Rogers e Hart na capa da revista Time; Mickey Rooney interpretando Lorenz Hart ao lado de
Judy Garland, no musical da Metro "Minha Vida é uma Canção" (Words and Music).

Na década de 50, nos Estados Unidos, havia quase tantos grupos vocais quanto cantores e cantoras solos. The Marcels, de Pittsburgh, Pensylvania, era apenas mais um deles, com uma característica especial: era um grupo vocal interracial formado pelos negros Cornelius ‘Nini’ Harp, Ronald ‘Bingo’ Mundy e Fred Johnson e pelos brancos Gene Bricker e Richard Knauss. O repertório do The Marcels era todo composto por rhythm & blues, na esteira do sucesso de cantores como Fats Domino com seus hits “My Blue Heaven” e “Blueberry Hill”. O nome do grupo era uma referência a um tipo de penteado que andou em voga nos anos 40, chamado de ‘marcel’. Após o sucesso de “Blue Moon”, o grupo The Marcels gravou três compactos e um LP, que não venderam bem. Mesmo recriando a seu estilo canções famosas como “Over the Rainbow”, “Summertime” e “You Are My Sunshine”, The Marcels só era lembrado por “Blue Moon”. Foi quando os dois brancos do quinteto deixaram o grupo e Fred Johnson trouxe seu irmão Allen Johnson (barítono). Walt Maddox, outro negro completou o grupo, agora formado só por coloreds.
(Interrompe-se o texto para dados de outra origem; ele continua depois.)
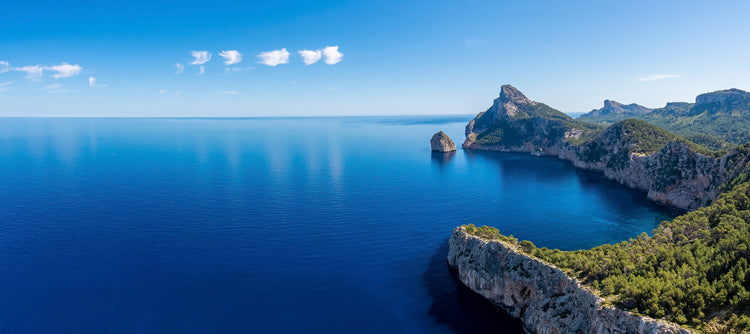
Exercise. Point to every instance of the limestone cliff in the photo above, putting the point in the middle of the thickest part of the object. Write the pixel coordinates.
(440, 142)
(634, 153)
(541, 295)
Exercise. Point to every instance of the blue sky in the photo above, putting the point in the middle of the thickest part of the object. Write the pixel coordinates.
(393, 58)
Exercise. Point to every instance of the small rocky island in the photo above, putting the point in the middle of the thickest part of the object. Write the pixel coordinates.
(440, 142)
(672, 281)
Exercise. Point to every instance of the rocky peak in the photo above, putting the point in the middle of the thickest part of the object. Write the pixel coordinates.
(509, 93)
(440, 142)
(723, 96)
(509, 102)
(614, 105)
(617, 108)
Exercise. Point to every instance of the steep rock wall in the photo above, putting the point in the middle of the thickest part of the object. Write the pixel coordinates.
(546, 299)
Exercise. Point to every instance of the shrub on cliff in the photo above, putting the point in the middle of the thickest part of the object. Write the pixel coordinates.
(693, 270)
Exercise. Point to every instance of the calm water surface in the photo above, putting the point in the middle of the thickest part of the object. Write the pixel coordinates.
(271, 225)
Acima a primeira formação do The Marcels, com Richard Knauss, Ronald 'Bingo' Mundy,
Gene Bricker, Fred Johnson e Cornelius 'Nini' Harp. Abaixo a segunda formação, sem os
brancos Richard Knauss e Gene Bricker, substituídos por Allen Johnson e Walt Maddox.
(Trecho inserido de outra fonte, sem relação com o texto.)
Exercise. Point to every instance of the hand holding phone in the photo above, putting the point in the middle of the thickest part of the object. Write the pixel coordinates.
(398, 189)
Em 1961 os membros do The Marcels participaram do filme “Dançando o Twist”, estrelado por Chubby Checker e Dion DeMucci. Nos anos seguintes ocorreram várias trocas de vocalistas e o repertório do The Marcels continuava fazendo novas versões de stardards como “That Old Black Magic”, “How Deep is the Ocean” e “In the Still of the Night”. The Marcels mudou de gravadora e trocou várias vezes de formação, mas nada disso trouxe de volta o sucesso conhecido com “Blue Moon”. E é essa música que prolongou por quase 50 anos a vida do grupo, apresentando-se para plateias que aplaudiam a afinação dos cinco senhores e esperando pelo momento de ouvir a famosa canção de Rogers & Hart. Daquele jeito que só The Marcels, com o mesmo Fred Johnson fazendo o fantástico e inconfundível baixo.